Nature Immunology pp 849 - 856

In the September issue of Nature Immunology, scientists from Tokyo and Basel report how young B cells can provide their own signals to allow their maturation into antibody-producing cells. The new data elucidate a long-standing conundrum concerning how these cells recognize that they have successfully executed an essential early step. Thus, scientists need search no more for that elusive external signal, as it is not necessary for this 'quality control' step.

B cells develop in the bone marrow, where antibody assembly from its 'light' and 'heavy' chain components must follow a strict sequence of steps. First, the gene encoding the heavy chain is cut and pasted together ('rearranged') from sequences scattered about the chromosome. This is followed by the rearrangement of light chains—but if and only if the heavy chain protein is made. Thus, the young B cells have established a checkpoint to stop and assess whether they have made a good heavy chain protein. The researchers show how charged amino acids in a companion protein called lambda 5, which pairs with properly made new heavy chains, stimulate clustering of these molecules and initiate the signal to advance to the next stage. Mutation of these essential charged residues blocks further B cell development. Thus, lambda 5 acts as a 'quality control officer' during antibody gene rearrangement.

Nature Immunology pp 843 - 848

Patients with defects in the enzyme AID (activation-induced cytosine deaminase) are prone to recurrent microbial infections because of their inability to make effective antibodies. In the September issue of Nature Immunology, Japanese and French researchers identified multiple mutations in the AID gene (AICDA) from patients diagnosed with hyper-IgM syndrome type 2 (HIGM2). AID initiates genetic alterations within antibody genes that give rise to high-affinity serum antibodies (called somatic hypermutation, or SHM), and directs the production of different classes of antibodies by the process known as class-switch recombination (CSR). This latter process is required to make the IgG molecules found in blood or the IgA found in tears, saliva and intestinal secretions.

The AID mutants reported in the new study failed to direct antibody maturation, but not all mutants were defective for the same reason—some mutants were defective for CSR but not for SHM, whereas other lost both activities but retained their core cytosine deaminase function. These results show that AID requires specific cofactors to help it, and that discrete protein domains are required for these interactions. This work paves the way to now look for these accessory proteins.

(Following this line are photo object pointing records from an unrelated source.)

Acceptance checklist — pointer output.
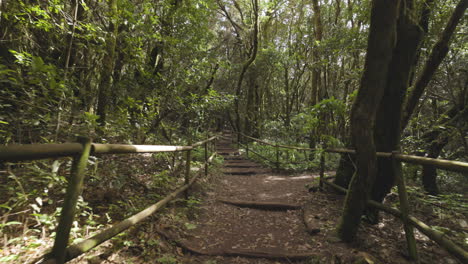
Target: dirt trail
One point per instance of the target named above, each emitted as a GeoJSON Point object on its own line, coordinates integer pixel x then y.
{"type": "Point", "coordinates": [254, 215]}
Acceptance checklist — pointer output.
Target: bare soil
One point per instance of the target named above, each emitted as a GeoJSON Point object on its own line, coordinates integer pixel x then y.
{"type": "Point", "coordinates": [227, 233]}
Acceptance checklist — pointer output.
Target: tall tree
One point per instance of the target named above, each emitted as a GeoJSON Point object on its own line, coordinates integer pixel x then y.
{"type": "Point", "coordinates": [382, 39]}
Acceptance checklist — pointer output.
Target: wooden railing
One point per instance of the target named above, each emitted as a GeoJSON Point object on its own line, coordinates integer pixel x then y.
{"type": "Point", "coordinates": [80, 152]}
{"type": "Point", "coordinates": [404, 213]}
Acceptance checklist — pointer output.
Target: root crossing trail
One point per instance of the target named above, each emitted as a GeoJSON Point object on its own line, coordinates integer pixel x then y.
{"type": "Point", "coordinates": [254, 215]}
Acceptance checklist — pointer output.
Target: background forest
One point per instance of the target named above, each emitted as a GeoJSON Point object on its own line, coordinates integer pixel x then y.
{"type": "Point", "coordinates": [172, 71]}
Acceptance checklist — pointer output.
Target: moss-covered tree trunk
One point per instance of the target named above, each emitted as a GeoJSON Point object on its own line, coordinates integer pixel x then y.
{"type": "Point", "coordinates": [382, 38]}
{"type": "Point", "coordinates": [108, 65]}
{"type": "Point", "coordinates": [438, 53]}
{"type": "Point", "coordinates": [387, 127]}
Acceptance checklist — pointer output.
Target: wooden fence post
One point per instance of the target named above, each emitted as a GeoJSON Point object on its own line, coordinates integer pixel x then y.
{"type": "Point", "coordinates": [188, 159]}
{"type": "Point", "coordinates": [404, 207]}
{"type": "Point", "coordinates": [277, 156]}
{"type": "Point", "coordinates": [206, 159]}
{"type": "Point", "coordinates": [322, 168]}
{"type": "Point", "coordinates": [247, 148]}
{"type": "Point", "coordinates": [74, 189]}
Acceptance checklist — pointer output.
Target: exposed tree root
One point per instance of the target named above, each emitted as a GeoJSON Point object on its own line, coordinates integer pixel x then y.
{"type": "Point", "coordinates": [272, 206]}
{"type": "Point", "coordinates": [273, 254]}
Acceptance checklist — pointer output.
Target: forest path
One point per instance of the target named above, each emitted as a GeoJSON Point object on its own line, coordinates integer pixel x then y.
{"type": "Point", "coordinates": [273, 231]}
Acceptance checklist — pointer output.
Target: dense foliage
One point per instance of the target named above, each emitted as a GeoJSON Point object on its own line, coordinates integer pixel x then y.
{"type": "Point", "coordinates": [171, 71]}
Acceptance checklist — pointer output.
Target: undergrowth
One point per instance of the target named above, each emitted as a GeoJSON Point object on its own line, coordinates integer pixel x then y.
{"type": "Point", "coordinates": [115, 188]}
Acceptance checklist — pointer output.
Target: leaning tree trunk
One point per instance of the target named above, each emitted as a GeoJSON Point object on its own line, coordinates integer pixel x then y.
{"type": "Point", "coordinates": [382, 36]}
{"type": "Point", "coordinates": [108, 66]}
{"type": "Point", "coordinates": [245, 66]}
{"type": "Point", "coordinates": [439, 51]}
{"type": "Point", "coordinates": [387, 128]}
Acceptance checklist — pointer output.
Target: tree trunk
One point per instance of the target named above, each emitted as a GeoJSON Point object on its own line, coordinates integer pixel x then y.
{"type": "Point", "coordinates": [315, 53]}
{"type": "Point", "coordinates": [439, 51]}
{"type": "Point", "coordinates": [108, 66]}
{"type": "Point", "coordinates": [382, 36]}
{"type": "Point", "coordinates": [387, 128]}
{"type": "Point", "coordinates": [246, 65]}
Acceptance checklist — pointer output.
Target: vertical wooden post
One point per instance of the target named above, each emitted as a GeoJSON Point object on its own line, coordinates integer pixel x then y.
{"type": "Point", "coordinates": [277, 156]}
{"type": "Point", "coordinates": [188, 160]}
{"type": "Point", "coordinates": [206, 159]}
{"type": "Point", "coordinates": [404, 207]}
{"type": "Point", "coordinates": [74, 189]}
{"type": "Point", "coordinates": [247, 148]}
{"type": "Point", "coordinates": [322, 168]}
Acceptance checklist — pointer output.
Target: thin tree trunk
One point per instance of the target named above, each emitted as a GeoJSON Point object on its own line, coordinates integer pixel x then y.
{"type": "Point", "coordinates": [439, 51]}
{"type": "Point", "coordinates": [108, 66]}
{"type": "Point", "coordinates": [382, 36]}
{"type": "Point", "coordinates": [246, 65]}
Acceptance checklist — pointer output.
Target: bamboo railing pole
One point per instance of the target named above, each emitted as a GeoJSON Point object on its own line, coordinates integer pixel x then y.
{"type": "Point", "coordinates": [74, 189]}
{"type": "Point", "coordinates": [79, 248]}
{"type": "Point", "coordinates": [435, 235]}
{"type": "Point", "coordinates": [405, 211]}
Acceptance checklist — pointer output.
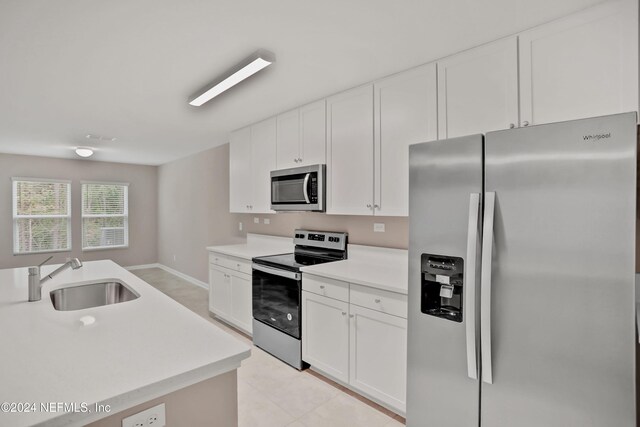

Nature Immunology pp 920 - 927

Uncontrolled inflammation is a chief cause of morbidity and mortality. In the September issue of Nature Immunology, scientists show that a natural molecule in our body known as SIGIRR regulates inflammation by dampening signals that initiate inflammatory responses. This finding helps us to understand how our body keeps inflammation in check and opens new avenues for designing anti-inflammatory treatments.

Our body senses bacteria and viruses with a set of molecules known as Toll-like receptors (TLRs). TLRs belong to a bigger family of molecules that include the interleukin 1 receptor, which is commonly associated with inflammation. Li and colleagues show that SIGIRR, which is a member of this family of molecules, suppresses rather than initiates inflammation. Understanding how SIGIRR is switched on should provide targets for stopping unwanted inflammation.

Nature Immunology pp 874 - 881

A long-standing puzzle has been how calcium can selectively control multiple conflicting signaling pathways in T cells. In the September issue of Nature Immunology, scientists report that part of the answer lies with a protein called calcipressin 1 (Csp1).

Calcineurin, a calcium-dependent phosphatase, mediates a wide variety of signaling pathways in the immune, nervous and cardiovascular systems. T cell expansion is calcineurin dependent but, confusingly, so is T cell death. Frank McKeon and colleagues attacked this dilemma by generating mice that lack Csp1, a known regulator of calcineurin. They found that Csp1 functions to ensure that genes that require strong activation signals, such as Fas ligand, remain silent during T cell clonal expansion. However, genes such as the one encoding IFN-gamma that can be triggered with little provocation and are required for expansion are permitted to be expressed. Thus, Csp1 is important because it modulates the pattern of calcineurin-dependent gene expression.

Nature Immunology pp 866 - 873

Hematopoietic stem cells (HSCs) provide a source of T cell precursors, but the identity of the T cell progenitors capable of migrating from the bone marrow, the source of all adult blood components, to the thymus, where T cells develop, has remained elusive. In the September issue of Nature Immunology, scientists have identified a population of progenitor cells that can colonize the thymus and produce T cells.

Von Boehmer and colleagues defined a new population of T cell progenitor cells, called common lymphoid precursor 2 or CLP-2, which could produce both B and T cells in culture. Injection of these cells into the bloodstream of mice showed that CLP-2 cells could home to the thymus and give rise to T cells in thymic organ cultures. This indicates that the CLP-2 subset is the missing link between HSCs and intrathymic T cell precursors. However, the data do not exclude the possibility that other, as-yet-unidentified precursor populations may also have this ability.